Of course, it’s not just Tak figuring out these sequences. Shyamalan is a phenomenal storyboarder. (For proof, check out the bonus features on The Sixth Sense.) He and Tak, I believe, are a match made in heaven. Although all of Shyamalan’s movies are gorgeous to look at (except, of course, The Last Airbender) the movies they’ve done together have been the best looking. And this one is their most beautiful. Ironic, given the fact that it’s a b-movie.

Yes, this is a b-movie. The premise is silly, the characters are silly. But that’s a stylistic choice. Not all b-moves are the way they are out of incompetence. Some are the way they are because the director just plain likes the sort of vibe it creates. (In other words, no Shyamalan did not ‘forget how to write and direct’.) If that sort of B vibe not your thing, fine. But it’s hypocritical to pick on Shyamalan for experimenting with hammy line deliveries and silliness and then go and worship David Lynch when he does the same goddamn thing. The internet is full of that, because Lynch has cred amongst film geeks, and is thought of as a serious artist, whereas Shyamalan is thought of as a joke for some reason.

On the subject of jokes, I should mention, Shyamalan is funny as shit. This movie is funny as shit. People like to laugh ‘at’ it, not at all realizing that Shyamalan is laughing and smiling at all the same parts. Marky Mark doesn’t ‘suck’ in this movie. He’s funnier here than he is in all the comedies he did after this. (And, he probably got all those movies because of his role in this.) Zooey is funny too. Way funnier here than on The New Girl or whatever. Here, the two of them are free of that awful winking awareness that bogs down their comedic performances.

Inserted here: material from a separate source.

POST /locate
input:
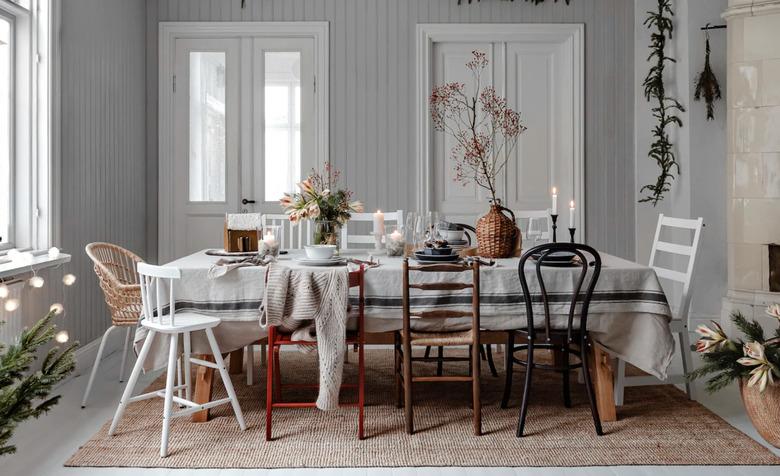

But really, my favorite aspect of this film of all is the fact that it takes something completely innocent and makes it threatening—and does so with very little. Trees, grass, flowers, and wind are made to be scary, just by putting the thought in our heads and then shooting them straight on. No special effects necessary. We need only to see them as they are, and we accept that they are evil, because that’s the premise. It’s like that old thing about showing a person a photo and saying they are a hero that saved kids from a burning building, and they’re all ‘oh definitely, I can see it in his eyes’ or whatever, and then showing someone else the exact same picture and saying they are a murderer, and that person says the same shit, that they can tell just by how he looks. In reality, the guy is neither—our brains connect the dots for us. I love that kinda shit. Sure, it’s fun to see Sam Raimi make a tree blatantly menacing, but it’s also fun to just look at a tree the way it is in nature, and be told it is evil, even though it’s just a tree, standing there, and our minds just color it that way. That’s gorgeous. And perhaps that’s really what bothers a lot of people about The Happening—it makes them uncomfortable, how effective Shyamalan is with so little. Audiences hate themselves for being in suspense during, for instance, the scene where Marky Mark talks to a goddamn plant, and then take their hate out on the film, because they are embarrassed a ‘bad movie’ made them feel something real.

4 out 5 Codys.

One thought on “The Happening: A Filmmaker’s Film”

  1. Or really it’s just a super silly movie. Audiences don’t mind being in suspense, not even in a minimalist way. They sure didn’t have a problem when Shayamalan was making The Sixth Sense, Unbreakable or Signs. That’s a silly argument.